C'est aussi une règle bien établie que les cours ne doivent pas s'ingérer dans l'exercice qu'un organisme désigné par la loi fait d'un pouvoir discrétionnaire simplement parce que la cour aurait exercé ce pouvoir différemment si la responsabilité lui en avait incombé. Lorsque le pouvoir discrétionnaire accordé par la loi a été exercé de bonne foi et, si nécessaire, conformément aux principes de justice naturelle, si on ne s'est pas fondé sur des considérations inappropriées ou étrangères à l'objet de la loi, les cours ne devraient pas modifier la décision.

            b)         La justice naturelle et l'équité procédurale


[15]            L'avocat de la demanderesse a fait valoir que la préclusion promissoire devrait jouer contre le ministre, que la décision contestée allait à l'encontre de l'expectative légitime de la demanderesse et que la présidente de la demanderesse n'a pu se prévaloir des droits dont elle jouit en vertu de la Loi sur les langues officielles. J'aborderai chacune de ces questions à tour de rôle.

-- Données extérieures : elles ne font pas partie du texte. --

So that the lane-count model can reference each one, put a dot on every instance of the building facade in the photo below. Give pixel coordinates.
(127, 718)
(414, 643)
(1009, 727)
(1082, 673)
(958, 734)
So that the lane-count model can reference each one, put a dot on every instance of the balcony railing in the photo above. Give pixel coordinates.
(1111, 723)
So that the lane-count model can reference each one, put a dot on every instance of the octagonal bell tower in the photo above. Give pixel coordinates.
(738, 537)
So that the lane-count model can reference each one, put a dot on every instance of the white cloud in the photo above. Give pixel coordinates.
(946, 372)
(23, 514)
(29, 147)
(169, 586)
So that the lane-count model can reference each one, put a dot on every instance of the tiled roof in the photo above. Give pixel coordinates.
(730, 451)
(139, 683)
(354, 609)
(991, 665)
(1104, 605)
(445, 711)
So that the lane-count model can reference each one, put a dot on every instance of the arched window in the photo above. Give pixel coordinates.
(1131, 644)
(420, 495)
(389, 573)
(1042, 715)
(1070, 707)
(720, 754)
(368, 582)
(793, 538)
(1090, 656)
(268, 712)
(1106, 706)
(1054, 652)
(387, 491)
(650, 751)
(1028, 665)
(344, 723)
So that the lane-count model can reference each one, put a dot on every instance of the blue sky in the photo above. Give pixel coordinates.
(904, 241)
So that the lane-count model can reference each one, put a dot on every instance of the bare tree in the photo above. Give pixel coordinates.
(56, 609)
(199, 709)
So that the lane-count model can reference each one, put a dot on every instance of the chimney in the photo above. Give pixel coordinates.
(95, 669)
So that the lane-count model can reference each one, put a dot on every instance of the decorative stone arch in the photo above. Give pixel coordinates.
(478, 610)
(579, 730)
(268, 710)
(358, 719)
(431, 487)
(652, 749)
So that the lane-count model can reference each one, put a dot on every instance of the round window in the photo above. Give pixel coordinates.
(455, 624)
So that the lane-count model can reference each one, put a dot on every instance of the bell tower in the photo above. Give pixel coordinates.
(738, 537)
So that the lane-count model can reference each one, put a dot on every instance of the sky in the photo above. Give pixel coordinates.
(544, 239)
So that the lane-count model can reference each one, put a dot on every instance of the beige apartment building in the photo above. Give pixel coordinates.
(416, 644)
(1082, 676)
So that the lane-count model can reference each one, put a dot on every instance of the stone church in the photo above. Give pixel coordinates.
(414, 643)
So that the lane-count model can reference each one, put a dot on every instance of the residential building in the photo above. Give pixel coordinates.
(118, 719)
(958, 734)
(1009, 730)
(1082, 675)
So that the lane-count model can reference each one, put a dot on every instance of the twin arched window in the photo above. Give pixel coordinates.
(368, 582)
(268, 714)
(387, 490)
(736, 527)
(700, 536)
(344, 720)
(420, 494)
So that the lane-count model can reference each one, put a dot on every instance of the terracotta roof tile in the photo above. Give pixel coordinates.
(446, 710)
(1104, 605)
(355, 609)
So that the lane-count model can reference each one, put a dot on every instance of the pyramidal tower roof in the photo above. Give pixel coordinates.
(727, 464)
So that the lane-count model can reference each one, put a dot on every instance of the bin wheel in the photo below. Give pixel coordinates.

[16]            Dans l'arrêt Centre hospitalier Mount-Sinaï c. Québec (Ministre de la Santé et des Services sociaux)[13], le juge Binnie, en son nom et celui du Juge en chef, a fait les observations suivantes aux paragraphes 45 à 48 sur la préclusion promissoire :

En l'espèce, le juge Robert a adopté la définition de droit privé de la préclusion promissoire (préclusion promissoire) fournie par le juge Sopinka dans l'arrêt Maracle c. Travellers Indemnity Co. of Canada, [...] :

Les principes de l'irrecevabilité fondée sur une promesse [préclusion promissoire] sont bien établis. Il incombe à la partie qui invoque cette exception d'établir que l'autre partie a, [1] par ses paroles ou sa conduite, fait une promesse ou donné une assurance [2] destinées à modifier leurs rapports juridiques et à inciter à l'accomplissement de certains actes. De plus, les destinataires des déclarations doit prouver que, [3] sur la foi de celles-ci, [4] il a pris une mesure quelconque ou a de quelque manière changé sa position . . .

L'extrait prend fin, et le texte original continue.